For white mold tolerance, the first two principal components accounted for 81.8% of the variance (Fig. 12b). Notably, there were fewer distinct clusters that formed, with most points concentrated in the center of the plot. To the extreme in the direction of the effective population size eigenvector, there was a line-like cluster representing the pedigree method under speed breeding. Between the eigenvectors for effective population size and fixed favourable alleles, there was a cluster consisting of single seed descent and the modified pedigree method under speed breeding. Between the eigenvectors for Hamming distance and effective population size, there were many points corresponding to mass selection. Points reflecting all the strategies were dispersed between the vectors for Hamming distance and genetic gain, with a larger parental population size concentrated towards the center of the plot. In the most extreme of the vector for genetic gain, there were many points representing the pedigree method with 15 and 30 parents under conventional breeding.

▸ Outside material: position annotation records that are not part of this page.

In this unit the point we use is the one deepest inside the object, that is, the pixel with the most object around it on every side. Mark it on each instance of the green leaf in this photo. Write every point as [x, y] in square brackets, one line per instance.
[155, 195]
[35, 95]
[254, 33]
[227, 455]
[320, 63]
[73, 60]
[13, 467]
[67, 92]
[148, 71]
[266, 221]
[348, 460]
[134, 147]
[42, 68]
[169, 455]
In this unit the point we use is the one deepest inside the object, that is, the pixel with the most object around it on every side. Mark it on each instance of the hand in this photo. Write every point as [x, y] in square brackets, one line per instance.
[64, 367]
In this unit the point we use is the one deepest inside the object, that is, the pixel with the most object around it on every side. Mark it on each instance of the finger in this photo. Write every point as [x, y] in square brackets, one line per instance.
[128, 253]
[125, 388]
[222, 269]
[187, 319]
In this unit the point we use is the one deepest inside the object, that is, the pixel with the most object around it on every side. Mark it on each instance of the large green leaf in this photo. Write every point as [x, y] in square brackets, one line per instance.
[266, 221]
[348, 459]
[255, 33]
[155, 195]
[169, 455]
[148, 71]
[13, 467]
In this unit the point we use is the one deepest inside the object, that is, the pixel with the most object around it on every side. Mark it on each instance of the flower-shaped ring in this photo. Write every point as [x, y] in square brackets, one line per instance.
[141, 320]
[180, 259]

For seed yield (Fig. 12c), the two major principal components explained 72.3% of the variance. In the outermost region of the plot, there were a number of points representing bulk breeding with 100 parents under conventional breeding between the vectors for Hamming distance and effective population size. Towards the center of the plot, there were clusters for bulk breeding that corresponded to speed breeding and genomic selection, as well as mass selection. There was a distinct cluster for mass selection with 100 parents under genomic selection that was in the direction of the Hamming distance eigenvector. In the direction of the genetic gain eigenvector, there was a cluster corresponding to the pedigree method under conventional breeding. Meanwhile, there was a sparse cluster along the fixed favourable alleles eigenvector, which consisted of the pedigree method, single seed descent, and the modified pedigree method. More points representing single seed descent and the modified pedigree method with 100 parents were found in the center of the plot. In the extreme of the fixed favourable allele eigenvector were points corresponding to the pedigree method with 30 parents under speed breeding.